PET production involves two monomers: terephthalic acid (PTA) and monoethylene glycol (MEG). Typically, PET production consists of a ratio of 70% PTA and 30% MEG. To achieve 100% bio-PET, both monomers must originate from renewable resources. However, currently, only a portion of MEG (30% of the total biomass content) can be obtained from biomass, while the remaining 70% still comes from fossil resources.

While deriving PTA from biomass poses challenges, the extraction of the rigid diacid monomer FDCA from agricultural biomass demonstrates significant promise as a viable alternative to petroleum-derived terephthalic acid (TPA or PTA). This advancement paves the way for the development of a 100% bio-based polymer known as polyethylene furanoate (PEF), which stands as a promising renewable substitute for PET.

Advancing PEF: Exploring the Potential and Applications of Bio-PET Alternatives

PET consists of terephthalic acid (PTA) as a monomer, whereas PEF employs 2,5-furandicarboxylic acid (FDCA) as a monomer. FDCA, a bio-based monomer, can be derived from biomass sources such as corn, non-food crops, straw, and wood chips. The structural similarity between FDCA and PTA positions PEF as a viable substitute for PET.

The preparation and application of bio-based PEF are emerging as critical research areas. This material has the potential to reduce energy consumption and greenhouse gas emissions. PEF boasts a higher modulus than PET, allowing for the production of containers with equivalent mechanical strength using less material. Compared to PET 250 mL bottles, PEF bottles can significantly reduce lifecycle greenhouse gas emissions by 50-74%. Additionally, PEF exhibits excellent barrier properties, with oxygen and carbon dioxide barriers several times higher than PET. Moreover, PEF offers superior mechanical strength and thermal performance, rendering it suitable for various applications such as high-barrier packaging materials, high-performance fibers, and engineering plastics.

While PEF is considered non-biodegradable, its renewable nature, recyclability, and decarbonization potential make it a contributor to advancing the new plastic economy.
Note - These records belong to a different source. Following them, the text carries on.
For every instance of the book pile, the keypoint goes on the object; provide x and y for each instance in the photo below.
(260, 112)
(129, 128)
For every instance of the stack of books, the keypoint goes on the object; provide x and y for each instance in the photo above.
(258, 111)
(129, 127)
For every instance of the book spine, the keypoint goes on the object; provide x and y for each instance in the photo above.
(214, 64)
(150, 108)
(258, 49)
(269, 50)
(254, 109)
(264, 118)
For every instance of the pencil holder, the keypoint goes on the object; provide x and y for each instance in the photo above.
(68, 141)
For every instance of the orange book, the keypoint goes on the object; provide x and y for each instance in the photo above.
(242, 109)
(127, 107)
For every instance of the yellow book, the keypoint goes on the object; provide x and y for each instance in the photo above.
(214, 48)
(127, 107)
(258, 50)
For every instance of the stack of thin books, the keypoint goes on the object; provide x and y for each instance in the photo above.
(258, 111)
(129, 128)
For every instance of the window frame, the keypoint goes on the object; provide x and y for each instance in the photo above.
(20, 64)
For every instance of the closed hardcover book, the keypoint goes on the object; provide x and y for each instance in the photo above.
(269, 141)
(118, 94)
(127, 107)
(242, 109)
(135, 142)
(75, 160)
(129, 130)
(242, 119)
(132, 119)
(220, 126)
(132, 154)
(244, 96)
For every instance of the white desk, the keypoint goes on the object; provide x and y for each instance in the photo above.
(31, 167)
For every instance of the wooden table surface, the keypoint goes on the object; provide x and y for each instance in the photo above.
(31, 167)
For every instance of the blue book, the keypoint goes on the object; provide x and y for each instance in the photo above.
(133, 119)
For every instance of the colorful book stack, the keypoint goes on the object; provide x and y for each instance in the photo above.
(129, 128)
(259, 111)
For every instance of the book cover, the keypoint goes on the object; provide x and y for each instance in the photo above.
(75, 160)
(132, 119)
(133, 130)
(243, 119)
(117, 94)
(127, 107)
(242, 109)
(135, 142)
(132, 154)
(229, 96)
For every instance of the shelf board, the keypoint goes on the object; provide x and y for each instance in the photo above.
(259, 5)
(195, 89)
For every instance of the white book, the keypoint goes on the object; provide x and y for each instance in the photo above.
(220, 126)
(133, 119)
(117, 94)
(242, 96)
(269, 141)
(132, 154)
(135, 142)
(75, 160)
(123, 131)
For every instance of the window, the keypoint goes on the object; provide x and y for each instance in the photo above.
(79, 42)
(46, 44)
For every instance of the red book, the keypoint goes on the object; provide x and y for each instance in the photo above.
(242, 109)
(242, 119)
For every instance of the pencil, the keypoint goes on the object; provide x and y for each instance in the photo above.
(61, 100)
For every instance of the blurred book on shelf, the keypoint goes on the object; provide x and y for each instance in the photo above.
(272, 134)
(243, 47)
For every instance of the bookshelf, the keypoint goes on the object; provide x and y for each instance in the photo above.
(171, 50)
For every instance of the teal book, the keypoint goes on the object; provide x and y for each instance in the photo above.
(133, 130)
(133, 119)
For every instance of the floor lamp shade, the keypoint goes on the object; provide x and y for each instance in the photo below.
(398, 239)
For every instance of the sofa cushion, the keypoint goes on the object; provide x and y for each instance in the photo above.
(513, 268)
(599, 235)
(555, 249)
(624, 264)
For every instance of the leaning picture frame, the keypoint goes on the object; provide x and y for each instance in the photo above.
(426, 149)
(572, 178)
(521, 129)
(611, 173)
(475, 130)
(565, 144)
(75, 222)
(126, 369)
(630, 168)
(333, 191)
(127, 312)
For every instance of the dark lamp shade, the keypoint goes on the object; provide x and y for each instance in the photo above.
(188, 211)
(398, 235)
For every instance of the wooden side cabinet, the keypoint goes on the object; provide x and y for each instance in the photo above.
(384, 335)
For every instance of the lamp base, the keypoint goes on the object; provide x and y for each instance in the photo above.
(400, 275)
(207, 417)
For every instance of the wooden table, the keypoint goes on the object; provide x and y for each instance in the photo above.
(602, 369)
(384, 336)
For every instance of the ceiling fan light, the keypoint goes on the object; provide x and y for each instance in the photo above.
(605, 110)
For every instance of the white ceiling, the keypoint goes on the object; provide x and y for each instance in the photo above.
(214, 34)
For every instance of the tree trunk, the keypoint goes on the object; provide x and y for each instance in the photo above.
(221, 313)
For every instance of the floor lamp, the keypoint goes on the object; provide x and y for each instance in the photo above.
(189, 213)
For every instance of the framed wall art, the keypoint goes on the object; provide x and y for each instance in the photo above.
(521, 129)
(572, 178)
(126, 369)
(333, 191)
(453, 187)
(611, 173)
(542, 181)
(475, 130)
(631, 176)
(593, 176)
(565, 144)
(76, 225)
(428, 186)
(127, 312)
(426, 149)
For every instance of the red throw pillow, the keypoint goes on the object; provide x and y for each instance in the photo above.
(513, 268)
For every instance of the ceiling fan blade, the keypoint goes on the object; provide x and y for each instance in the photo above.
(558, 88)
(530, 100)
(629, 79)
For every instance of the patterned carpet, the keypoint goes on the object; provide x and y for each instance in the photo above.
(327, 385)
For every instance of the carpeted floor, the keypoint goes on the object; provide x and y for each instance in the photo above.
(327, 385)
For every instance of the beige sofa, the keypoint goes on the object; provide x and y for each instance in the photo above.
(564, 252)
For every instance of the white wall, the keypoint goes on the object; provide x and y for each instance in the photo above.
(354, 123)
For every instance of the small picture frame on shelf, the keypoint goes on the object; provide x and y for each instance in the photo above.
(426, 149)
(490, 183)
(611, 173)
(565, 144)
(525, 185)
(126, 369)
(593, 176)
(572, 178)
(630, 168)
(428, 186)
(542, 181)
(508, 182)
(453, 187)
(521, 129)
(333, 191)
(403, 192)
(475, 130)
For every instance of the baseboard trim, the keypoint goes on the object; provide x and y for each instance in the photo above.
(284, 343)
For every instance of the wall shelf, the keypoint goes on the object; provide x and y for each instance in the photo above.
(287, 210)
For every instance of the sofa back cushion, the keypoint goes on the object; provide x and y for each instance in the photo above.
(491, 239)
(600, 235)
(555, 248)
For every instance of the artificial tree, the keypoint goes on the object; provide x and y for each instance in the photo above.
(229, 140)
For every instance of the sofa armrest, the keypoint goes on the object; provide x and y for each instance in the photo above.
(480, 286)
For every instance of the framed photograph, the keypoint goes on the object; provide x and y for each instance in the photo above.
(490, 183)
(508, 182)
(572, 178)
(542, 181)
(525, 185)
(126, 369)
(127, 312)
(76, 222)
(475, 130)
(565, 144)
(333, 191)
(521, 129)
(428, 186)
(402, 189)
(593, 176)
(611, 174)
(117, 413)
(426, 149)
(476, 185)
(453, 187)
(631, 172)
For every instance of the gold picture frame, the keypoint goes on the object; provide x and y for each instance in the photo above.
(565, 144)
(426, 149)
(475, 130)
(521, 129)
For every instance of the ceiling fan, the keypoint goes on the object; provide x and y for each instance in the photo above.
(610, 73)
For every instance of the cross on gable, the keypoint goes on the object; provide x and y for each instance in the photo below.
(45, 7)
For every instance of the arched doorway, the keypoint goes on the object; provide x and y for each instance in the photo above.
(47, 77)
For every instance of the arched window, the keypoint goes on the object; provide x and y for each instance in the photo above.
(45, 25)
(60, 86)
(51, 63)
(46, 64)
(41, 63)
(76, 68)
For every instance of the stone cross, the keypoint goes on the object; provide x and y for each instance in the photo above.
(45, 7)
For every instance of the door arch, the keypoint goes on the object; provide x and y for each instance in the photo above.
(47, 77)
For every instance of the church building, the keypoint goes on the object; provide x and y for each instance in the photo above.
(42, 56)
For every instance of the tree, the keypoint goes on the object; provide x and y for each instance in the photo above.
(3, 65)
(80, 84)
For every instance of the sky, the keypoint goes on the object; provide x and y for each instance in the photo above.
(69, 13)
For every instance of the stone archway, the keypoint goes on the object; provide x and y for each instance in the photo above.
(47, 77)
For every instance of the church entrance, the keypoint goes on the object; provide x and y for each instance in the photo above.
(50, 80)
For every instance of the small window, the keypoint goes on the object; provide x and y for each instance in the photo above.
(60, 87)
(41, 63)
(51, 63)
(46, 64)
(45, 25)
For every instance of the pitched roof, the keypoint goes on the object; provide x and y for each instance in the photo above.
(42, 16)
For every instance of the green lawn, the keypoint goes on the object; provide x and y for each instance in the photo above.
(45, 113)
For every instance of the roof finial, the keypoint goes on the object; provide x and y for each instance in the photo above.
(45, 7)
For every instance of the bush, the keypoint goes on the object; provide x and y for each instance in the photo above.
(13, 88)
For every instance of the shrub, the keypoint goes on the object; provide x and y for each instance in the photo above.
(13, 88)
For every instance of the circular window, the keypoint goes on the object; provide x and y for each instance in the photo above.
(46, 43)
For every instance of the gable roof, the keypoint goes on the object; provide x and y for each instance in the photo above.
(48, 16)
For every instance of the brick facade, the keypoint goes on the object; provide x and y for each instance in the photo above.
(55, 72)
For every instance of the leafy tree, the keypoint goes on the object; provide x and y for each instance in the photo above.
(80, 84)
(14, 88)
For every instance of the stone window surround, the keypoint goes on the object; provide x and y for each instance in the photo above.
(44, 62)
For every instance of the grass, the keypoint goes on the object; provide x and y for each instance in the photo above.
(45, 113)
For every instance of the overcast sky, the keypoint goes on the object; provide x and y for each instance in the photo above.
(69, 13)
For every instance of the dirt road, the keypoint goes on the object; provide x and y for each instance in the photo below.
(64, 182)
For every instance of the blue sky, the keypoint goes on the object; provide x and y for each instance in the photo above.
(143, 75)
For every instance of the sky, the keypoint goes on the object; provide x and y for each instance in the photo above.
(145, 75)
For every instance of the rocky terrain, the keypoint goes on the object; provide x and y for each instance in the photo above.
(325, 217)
Chinese Academy of Sciences, in collaboration with Wankai New Materials Co., Ltd., has successfully completed the world's first ton-scale production of PEF polyester, marking the successful industrialization of PEF polymer materials.


The escalating threat of plastic pollution underscores the critical need for a paradigm shift towards eco-friendly solutions within the plastic industry. Bioplastics, exemplified by Bio-PET and the emerging alternative PEF, stand at the forefront of this transition, offering promising and sustainable pathways to combat this pressing environmental challenge. By embracing these innovative materials, we can forge a more resilient and environmentally conscious future for generations to come.